Lo spero veramente, la notizia mi renderebbe felice, però, (forse perchè ho digerito male, chissà) mi sono ritrovato a pensare a tutti quelli (me compreso, per carità...) che su Facebook e Twitter hanno condiviso link e "lanciato appelli" per la sua liberazione.
Sono preoccupato che un buon numero di queste persone si possa sentire l'eroe del giorno, cullato dalla convinzione che Rossella sia stata liberata grazie agli appelli suisocial networks.

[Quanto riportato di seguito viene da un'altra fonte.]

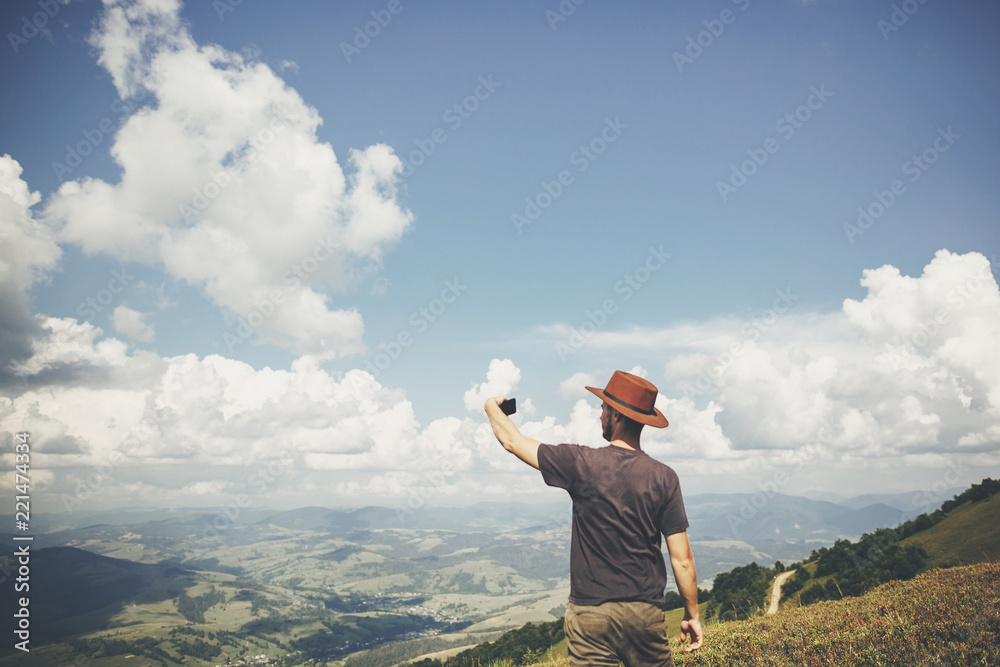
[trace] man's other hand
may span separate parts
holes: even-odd
[[[685,618],[681,621],[681,643],[686,642],[688,637],[691,638],[691,645],[684,649],[685,653],[697,651],[701,648],[701,643],[704,641],[705,635],[701,630],[701,621],[697,618]]]

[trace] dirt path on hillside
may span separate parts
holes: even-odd
[[[785,579],[788,579],[793,574],[795,574],[795,570],[789,570],[788,572],[782,572],[774,578],[774,586],[771,588],[771,606],[767,608],[768,614],[776,614],[778,612],[778,600],[781,599],[781,585],[785,583]]]

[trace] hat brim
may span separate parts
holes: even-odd
[[[597,387],[584,387],[584,389],[594,394],[602,401],[606,402],[608,405],[613,406],[615,410],[622,413],[629,419],[634,419],[640,424],[645,424],[646,426],[653,426],[655,428],[665,428],[666,426],[670,425],[670,422],[667,421],[667,418],[664,417],[663,413],[660,412],[655,406],[653,407],[653,414],[649,414],[648,412],[641,412],[639,410],[636,410],[632,406],[622,404],[617,399],[605,394],[603,389],[598,389]]]

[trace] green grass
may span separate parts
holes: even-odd
[[[956,507],[948,517],[911,535],[903,545],[919,544],[930,554],[930,564],[967,565],[1000,558],[1000,494],[988,500]]]
[[[676,627],[678,667],[1000,665],[1000,563],[931,570],[858,598],[712,623],[694,653],[683,652]],[[567,664],[557,656],[535,667]]]
[[[702,602],[698,605],[698,613],[702,616],[705,615],[705,607],[708,606],[707,602]],[[667,619],[667,630],[670,632],[680,632],[681,619],[684,618],[684,607],[678,607],[677,609],[671,609],[664,614]]]

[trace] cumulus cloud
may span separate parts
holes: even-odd
[[[919,277],[864,272],[838,314],[786,315],[751,339],[673,359],[713,397],[735,449],[820,445],[842,459],[1000,449],[1000,290],[978,253],[939,251]]]
[[[164,358],[89,323],[45,326],[53,335],[35,342],[33,373],[67,363],[101,371],[0,404],[0,431],[30,430],[33,467],[69,490],[47,495],[50,511],[81,498],[91,508],[137,497],[152,506],[222,503],[263,480],[269,502],[282,504],[444,502],[482,497],[484,485],[545,492],[483,416],[421,425],[404,392],[364,371],[337,376],[308,356],[289,370],[217,355]],[[519,377],[513,362],[494,360],[470,394],[516,388]],[[599,414],[581,400],[568,423],[547,416],[522,427],[546,442],[597,446]]]
[[[401,161],[352,150],[345,174],[321,119],[269,67],[196,44],[175,1],[106,3],[91,42],[133,113],[117,183],[64,183],[45,207],[59,240],[162,266],[201,288],[239,333],[302,354],[362,349],[363,322],[330,294],[377,270],[413,219]]]
[[[598,386],[597,378],[590,373],[574,373],[559,383],[559,395],[565,399],[592,396],[587,387]]]
[[[797,484],[825,488],[834,474],[857,483],[861,471],[906,469],[916,485],[921,471],[933,481],[956,461],[965,470],[1000,463],[994,275],[979,253],[941,250],[919,276],[892,266],[865,271],[867,295],[839,311],[809,312],[782,289],[746,319],[601,330],[578,352],[664,358],[664,379],[651,379],[670,426],[646,429],[643,446],[691,478],[769,480],[785,466],[798,471]],[[535,333],[557,344],[567,330]],[[560,385],[564,398],[575,397],[583,377]],[[597,438],[586,422],[570,424],[590,444]]]
[[[153,340],[156,333],[152,325],[146,321],[145,313],[140,313],[126,305],[115,308],[111,315],[111,321],[118,333],[143,343]]]
[[[699,409],[690,398],[657,398],[656,407],[670,425],[664,429],[643,430],[643,448],[664,461],[697,459],[700,461],[742,459],[744,454],[733,448],[732,440],[716,420],[722,407],[710,401]]]
[[[83,454],[87,448],[86,441],[71,434],[65,422],[41,414],[37,404],[27,406],[22,424],[22,430],[31,434],[32,449],[36,454]]]
[[[34,342],[32,374],[67,364],[93,371],[0,404],[0,431],[32,433],[33,468],[77,490],[52,495],[49,510],[93,495],[86,480],[95,471],[101,499],[88,507],[134,503],[135,494],[154,506],[223,502],[267,477],[271,501],[402,502],[429,492],[444,500],[475,495],[477,476],[517,483],[530,473],[509,465],[483,418],[421,425],[404,392],[364,371],[337,376],[309,356],[289,370],[218,355],[159,357],[89,323],[44,324],[53,333]],[[498,362],[496,373],[519,370]]]
[[[17,381],[17,364],[32,355],[32,341],[45,333],[31,313],[28,290],[62,256],[51,231],[32,215],[41,195],[28,188],[21,173],[17,160],[0,156],[0,385]]]
[[[521,369],[510,359],[494,359],[486,372],[486,382],[474,384],[465,392],[465,409],[481,412],[486,399],[492,396],[513,396],[521,381]]]
[[[989,263],[942,251],[919,277],[881,267],[862,280],[867,295],[842,311],[765,318],[755,336],[735,326],[727,337],[707,323],[713,336],[690,337],[692,347],[665,366],[667,381],[651,378],[670,426],[646,429],[644,448],[684,479],[713,485],[771,479],[776,466],[798,470],[803,461],[820,481],[956,461],[995,466],[1000,289]],[[55,504],[46,511],[81,497],[92,508],[136,498],[207,505],[240,493],[266,493],[261,504],[412,508],[489,489],[547,492],[481,412],[488,396],[517,391],[511,359],[493,359],[464,393],[471,414],[422,424],[405,392],[361,370],[325,370],[319,355],[258,370],[219,355],[161,357],[70,318],[39,317],[39,326],[47,333],[30,340],[18,368],[45,380],[0,399],[0,434],[29,430],[33,470],[50,489],[69,490],[46,494]],[[577,384],[605,380],[577,374],[553,387],[576,398],[568,416],[519,411],[522,432],[605,445],[600,402],[574,394]],[[0,439],[8,457],[10,444]]]

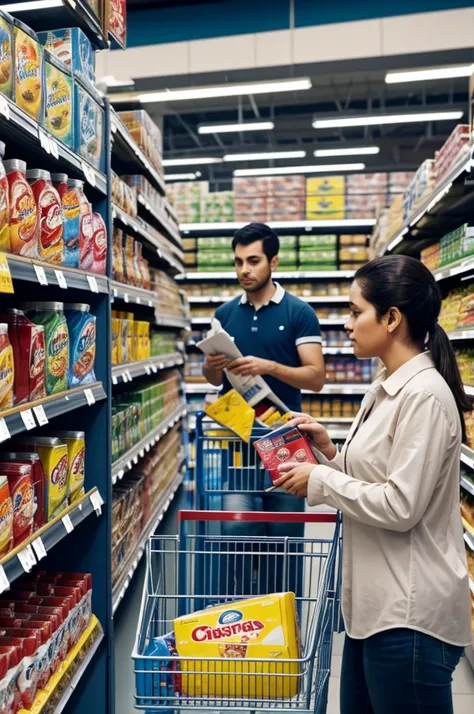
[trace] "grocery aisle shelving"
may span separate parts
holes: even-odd
[[[41,287],[51,285],[63,290],[68,288],[92,293],[109,293],[109,280],[105,275],[88,273],[85,270],[64,265],[53,266],[41,260],[6,254],[13,280],[35,283]],[[65,293],[64,293],[65,294]]]
[[[112,367],[112,384],[118,384],[120,380],[126,384],[137,377],[143,377],[145,374],[149,377],[151,374],[156,374],[163,369],[179,367],[183,363],[183,355],[180,352],[174,352],[170,355],[148,357],[139,362],[118,364]]]

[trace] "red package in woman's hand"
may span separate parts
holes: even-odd
[[[286,461],[317,464],[308,439],[296,426],[282,426],[254,443],[273,483],[281,477],[278,467]]]

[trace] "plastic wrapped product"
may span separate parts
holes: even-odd
[[[44,115],[43,45],[32,29],[13,20],[15,103],[40,124]]]
[[[34,490],[34,513],[33,513],[33,528],[35,531],[42,528],[45,520],[45,488],[44,488],[44,471],[40,457],[34,452],[9,451],[0,453],[0,461],[15,462],[20,465],[31,467],[31,478]]]
[[[1,43],[1,14],[0,14],[0,43]],[[1,46],[1,45],[0,45]],[[1,67],[1,62],[0,62]],[[1,72],[1,70],[0,70]],[[1,74],[0,74],[1,76]],[[1,90],[0,90],[1,91]],[[5,144],[0,141],[0,250],[10,252],[10,199],[8,195],[8,180],[3,165]]]
[[[69,386],[91,384],[94,373],[96,319],[85,303],[68,303],[65,314],[70,338]]]
[[[13,406],[15,366],[13,349],[8,337],[8,325],[0,322],[0,411]]]
[[[4,162],[10,203],[11,252],[28,258],[38,257],[38,212],[35,197],[26,180],[26,162]]]
[[[8,479],[13,503],[13,547],[28,538],[34,529],[35,498],[33,467],[18,462],[0,463],[0,471]]]
[[[35,451],[40,457],[45,477],[46,521],[49,522],[67,506],[67,446],[49,436],[25,437],[19,446],[20,450]]]
[[[43,325],[46,351],[46,394],[68,388],[69,332],[62,302],[31,302],[23,306],[27,317]]]
[[[13,547],[13,503],[6,476],[0,476],[0,557]]]
[[[66,67],[45,52],[46,109],[48,131],[69,146],[74,144],[74,84]]]
[[[51,174],[43,169],[29,169],[26,178],[31,186],[38,213],[38,251],[41,260],[54,265],[63,261],[63,212],[61,198],[53,186]]]
[[[100,95],[91,86],[76,81],[74,87],[74,150],[100,171],[103,170],[104,110]]]
[[[107,266],[107,229],[100,213],[92,214],[92,253],[92,272],[105,275]]]
[[[9,99],[13,92],[13,17],[0,9],[0,92]]]
[[[24,404],[42,399],[45,390],[44,328],[35,325],[25,313],[10,308],[0,314],[8,324],[8,335],[15,363],[14,402]]]
[[[39,32],[45,48],[57,57],[76,77],[95,83],[95,52],[79,27]]]

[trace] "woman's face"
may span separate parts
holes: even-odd
[[[356,280],[349,291],[351,314],[344,328],[354,348],[354,355],[359,359],[381,357],[389,343],[387,320],[377,319],[375,307],[362,297]]]

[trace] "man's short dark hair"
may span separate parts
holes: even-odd
[[[270,262],[278,255],[280,241],[275,231],[266,223],[249,223],[247,226],[239,228],[232,239],[232,250],[235,252],[236,245],[250,245],[258,240],[263,242],[263,252]]]

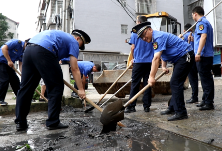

Se Rossella è libera è perchè qualcuno (e non intendo il goerno italiano) ha accettato di pagare un riscatto, economico o politico, e non certo perchè chi l'ha rapita ha letto gli appelli.
Sono dell'idea che i social networks siano un ottimo mezzo per tentare di influenzare la politica e la società "dal basso", perchè danno un'idea della quantità di persone che condividono una determinata posizione, ma da lì a rappresentare un vero strumento di pressione ce ne passa ancora parecchio, soprattutto per colpa di chi rifiuta di riconoscere che sono rimasti uno degli ultimi strumenti di espressione vagamente democratica, con tutti gli aspetti positivi e negativi del termine.